Provisional Measures in Investor-State Arbitration: States Playing Games in Local Courts by Invoking the Trump Card (Police Powers)
Keywords:Investment Treaty Arbitration, Interim Measures, Sovereign Immunity, Suspension of Criminal Procedures, Treaty Interpretation
AbstractThis paper outlines arbitral tribunals’ power to order provisional measures under the auspices of I.C.S.I.D. Arbitration; that is, investor-state arbitration. The scope of a tribunal’s power is cumbersome to discern, especially when there are possible interferences with state sovereignty. More recently, tribunals have ordered provisional measures to suspend a domestic criminal investigation or proceeding. Is this an infringement on a states sovereign prerogatives or a response to, for example, dilatory tactics by a rogue state? The crux of the issue is this: a state will always be in a position to utilize its prosecutorial powers in order to frustrate the arbitration by putting immense pressure on the investor, its employees, or its witnesses, in other words: “playing games” in local courts.

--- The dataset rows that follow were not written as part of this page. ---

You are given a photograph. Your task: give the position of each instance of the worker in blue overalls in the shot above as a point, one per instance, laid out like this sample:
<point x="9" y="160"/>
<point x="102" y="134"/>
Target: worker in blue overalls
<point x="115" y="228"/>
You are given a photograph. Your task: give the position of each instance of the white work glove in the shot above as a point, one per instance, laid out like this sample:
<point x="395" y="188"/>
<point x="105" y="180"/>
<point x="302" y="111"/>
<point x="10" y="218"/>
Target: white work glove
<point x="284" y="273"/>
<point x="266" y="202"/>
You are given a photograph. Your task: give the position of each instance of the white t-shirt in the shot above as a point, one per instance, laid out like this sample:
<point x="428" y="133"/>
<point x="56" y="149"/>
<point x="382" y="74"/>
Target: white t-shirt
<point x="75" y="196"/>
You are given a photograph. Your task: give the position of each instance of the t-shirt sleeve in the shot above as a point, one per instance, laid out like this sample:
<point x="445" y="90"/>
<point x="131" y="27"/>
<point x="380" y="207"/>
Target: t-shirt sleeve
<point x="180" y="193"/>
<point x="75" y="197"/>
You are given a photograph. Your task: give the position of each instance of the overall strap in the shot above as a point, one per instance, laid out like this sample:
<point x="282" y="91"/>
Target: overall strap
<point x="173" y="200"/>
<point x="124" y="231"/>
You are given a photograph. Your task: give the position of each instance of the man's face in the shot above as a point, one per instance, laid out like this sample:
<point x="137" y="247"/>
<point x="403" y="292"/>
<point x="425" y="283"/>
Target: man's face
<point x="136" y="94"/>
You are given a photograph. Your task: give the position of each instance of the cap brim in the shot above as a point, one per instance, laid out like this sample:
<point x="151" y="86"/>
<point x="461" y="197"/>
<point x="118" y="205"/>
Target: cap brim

In order to guarantee procedural integrity of the arbitration and, as a corollary, the legitimacy of investor-state arbitration in its entirety, the provisional measure is a practical tool that can be used effectively. On a similar vein, “sovereignty” should not force tribunals to tie their hands when serious interference with the arbitral procedure is making the procedure unfair at best,or a nullity at worst. However, legal text both empowers and constrains the tribunal. The I.C.S.I.D. Convention only allows a tribunal to “recommend” provisional measures. As seen in light of investor-state case law, in an informal (perhaps de facto) stare decisis context, a number of tribunals seem to have justiﬁed the ordering of provisional measures. In the shadow of this construction lurks the de-legitimizing of the entire investor-state arbitration system. At the same time, rogue sovereigns playing games in local courts have the same de-legitimizing effect.